Вот почему, перечитывая эту давнюю свою книгу, я позволил себе тронуть сегодняшним пером. только стилистику, слова, мелкие подробности.
Среди многих вопросов есть такие, которые возникали едва ли не каждой читательской конференции по «Тревожным облакам». Почему автор избрал форму свободной, беллетризованной, скажем мы, а не строго документальной повести? Зачем изменены имена: вместо Николая Трусевича – Николай Дугин и т. д.? Почему не воздать должное подлинным героям, мертвым и еще живущим, чтобы и художественная литература сохранила их настоящие имена? Ведь в повести «Пропали без вести», написанной за год до «Тревожных облаков», я назвал персонажей – шестерку героев с китокомбината «Подгорный» на о. Парамушире – их собственными именами; зачем же имена футболистов заменены вымышленными?
Здесь есть две стороны, два направления мысли, и одним из них трудно, если не невозможно, командовать. Прежде всего это интуитивный, почти непроизвольный выбор художника. Ведь и «Мексиканец» Джека Лондона основан на подлинном жизненном эпизоде, у героя рассказа было свое имя, но писателя это нисколько не связало, он стремился создать нечто значительное, поднимающее случай до высоты типического, в конечном итоге – всечеловеческого.
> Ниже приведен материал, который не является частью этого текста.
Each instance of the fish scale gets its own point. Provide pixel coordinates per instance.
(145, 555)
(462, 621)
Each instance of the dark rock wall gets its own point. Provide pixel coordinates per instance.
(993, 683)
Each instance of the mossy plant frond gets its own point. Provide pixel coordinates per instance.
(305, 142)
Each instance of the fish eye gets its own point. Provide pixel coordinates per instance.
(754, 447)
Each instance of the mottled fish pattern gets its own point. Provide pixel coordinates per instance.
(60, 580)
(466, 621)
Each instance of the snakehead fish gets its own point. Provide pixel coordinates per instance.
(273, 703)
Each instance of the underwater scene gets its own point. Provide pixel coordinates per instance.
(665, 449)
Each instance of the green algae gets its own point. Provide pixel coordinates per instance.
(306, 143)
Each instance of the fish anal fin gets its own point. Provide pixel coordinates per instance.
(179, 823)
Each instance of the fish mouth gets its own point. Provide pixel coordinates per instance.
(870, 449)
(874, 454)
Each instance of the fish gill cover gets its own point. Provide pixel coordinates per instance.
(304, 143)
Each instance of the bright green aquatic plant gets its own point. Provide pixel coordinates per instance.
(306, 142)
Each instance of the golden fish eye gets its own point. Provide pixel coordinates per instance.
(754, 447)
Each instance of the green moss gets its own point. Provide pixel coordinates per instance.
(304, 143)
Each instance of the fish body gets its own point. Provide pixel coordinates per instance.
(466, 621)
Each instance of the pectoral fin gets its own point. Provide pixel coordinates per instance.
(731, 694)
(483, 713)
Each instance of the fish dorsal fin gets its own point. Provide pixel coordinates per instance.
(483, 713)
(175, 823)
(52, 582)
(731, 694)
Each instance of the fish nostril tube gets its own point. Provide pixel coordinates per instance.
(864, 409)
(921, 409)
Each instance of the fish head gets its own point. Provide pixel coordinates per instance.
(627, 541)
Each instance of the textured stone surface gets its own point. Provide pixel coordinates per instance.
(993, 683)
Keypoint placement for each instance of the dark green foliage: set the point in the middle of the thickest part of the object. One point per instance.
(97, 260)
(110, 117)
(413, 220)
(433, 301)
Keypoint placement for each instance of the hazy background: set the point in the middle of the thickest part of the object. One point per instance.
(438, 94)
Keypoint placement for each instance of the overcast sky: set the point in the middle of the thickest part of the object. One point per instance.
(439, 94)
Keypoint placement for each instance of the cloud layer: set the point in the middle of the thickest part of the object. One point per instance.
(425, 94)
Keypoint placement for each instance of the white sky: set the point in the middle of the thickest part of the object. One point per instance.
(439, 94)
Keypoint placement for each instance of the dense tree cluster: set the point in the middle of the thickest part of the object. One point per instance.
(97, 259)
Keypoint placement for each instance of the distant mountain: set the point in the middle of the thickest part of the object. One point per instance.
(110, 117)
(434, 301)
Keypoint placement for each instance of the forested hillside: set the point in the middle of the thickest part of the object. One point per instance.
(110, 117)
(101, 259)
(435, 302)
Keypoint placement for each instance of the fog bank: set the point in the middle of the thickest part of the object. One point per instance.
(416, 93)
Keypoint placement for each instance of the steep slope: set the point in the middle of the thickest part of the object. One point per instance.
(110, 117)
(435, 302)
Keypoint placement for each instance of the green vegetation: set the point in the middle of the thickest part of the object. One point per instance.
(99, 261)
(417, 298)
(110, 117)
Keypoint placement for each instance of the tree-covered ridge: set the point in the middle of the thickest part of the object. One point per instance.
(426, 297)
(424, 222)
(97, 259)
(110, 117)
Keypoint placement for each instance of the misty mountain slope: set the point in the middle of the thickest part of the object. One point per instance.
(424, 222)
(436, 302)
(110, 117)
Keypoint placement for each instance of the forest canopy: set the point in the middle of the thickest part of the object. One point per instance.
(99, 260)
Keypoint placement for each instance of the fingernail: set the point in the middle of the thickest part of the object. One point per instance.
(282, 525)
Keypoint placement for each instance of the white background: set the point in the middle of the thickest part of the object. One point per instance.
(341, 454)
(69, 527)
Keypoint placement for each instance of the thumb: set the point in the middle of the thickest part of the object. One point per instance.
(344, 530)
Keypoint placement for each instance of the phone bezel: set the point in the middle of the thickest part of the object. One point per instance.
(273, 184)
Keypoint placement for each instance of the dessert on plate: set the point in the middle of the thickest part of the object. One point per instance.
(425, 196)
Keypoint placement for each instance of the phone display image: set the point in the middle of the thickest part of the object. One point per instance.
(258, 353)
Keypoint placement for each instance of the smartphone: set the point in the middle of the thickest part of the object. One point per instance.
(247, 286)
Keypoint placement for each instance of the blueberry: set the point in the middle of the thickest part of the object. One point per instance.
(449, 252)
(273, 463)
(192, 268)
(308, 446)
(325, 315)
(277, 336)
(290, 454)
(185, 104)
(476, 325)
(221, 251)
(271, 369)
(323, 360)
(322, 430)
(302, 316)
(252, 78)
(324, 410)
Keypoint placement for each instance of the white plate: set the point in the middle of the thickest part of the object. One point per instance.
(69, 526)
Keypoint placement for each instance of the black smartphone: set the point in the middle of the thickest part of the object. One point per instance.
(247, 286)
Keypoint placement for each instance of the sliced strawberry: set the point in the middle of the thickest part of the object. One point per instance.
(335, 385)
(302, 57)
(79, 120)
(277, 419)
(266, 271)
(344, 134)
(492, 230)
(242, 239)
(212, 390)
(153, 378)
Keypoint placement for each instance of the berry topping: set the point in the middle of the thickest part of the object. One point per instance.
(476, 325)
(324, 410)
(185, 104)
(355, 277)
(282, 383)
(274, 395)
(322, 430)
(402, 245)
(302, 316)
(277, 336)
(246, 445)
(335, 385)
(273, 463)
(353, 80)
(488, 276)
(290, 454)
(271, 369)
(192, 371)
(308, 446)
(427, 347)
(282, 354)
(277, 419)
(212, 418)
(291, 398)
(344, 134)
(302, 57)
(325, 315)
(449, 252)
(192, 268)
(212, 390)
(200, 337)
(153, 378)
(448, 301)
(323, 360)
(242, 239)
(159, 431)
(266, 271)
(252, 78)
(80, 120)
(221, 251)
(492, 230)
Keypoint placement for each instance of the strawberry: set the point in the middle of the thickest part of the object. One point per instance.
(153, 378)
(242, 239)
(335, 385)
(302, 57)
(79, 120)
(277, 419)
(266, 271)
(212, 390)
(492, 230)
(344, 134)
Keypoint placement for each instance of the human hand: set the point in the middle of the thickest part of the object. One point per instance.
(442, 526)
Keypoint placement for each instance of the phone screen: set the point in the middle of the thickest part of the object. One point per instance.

Одно дело сказать: тогда-то, в такой-то день и в названном месте случилось нечто заслуживающее почтительного внимания. Вот как это было, говорит очеркист, строго придерживаясь действительных фактов и подробностей, создавая свою поучительную, нужную книгу. Автор же повести или рассказа не всегда держится строгой хронологии и не остается рабом действительных событий. Да и как в художественной прозе обойтись без вымысла: ведь вымышлены диалоги, ход и характер размышлений действующих лиц – вся эта плоть прозы, главный ее пласт, попросту не могут быть документально установлены.
В «Пропали без вести» задача решалась относительно просто: я отыскал своих героев на Камчатке, на Парамушире, во Владивостоке и Темрюке, подолгу говорил с ними, скрупулезно восстановил 82-дневную эпопею зимнего дрейфа катера «Ж-257» на севере Тихого океана, более того – имел возможность показать некоторым из них рукопись повести, так сказать, сверить хронометры – ведь неизбежно возникают недоразумения и несогласия даже у очевидцев, у самих участников событий.
А как быть с теми, кого нет?
Как установить, почему изо всей команды были казнены только Трусевич, Кузьменко, и Клименко?
Спросить у живых, уцелевших?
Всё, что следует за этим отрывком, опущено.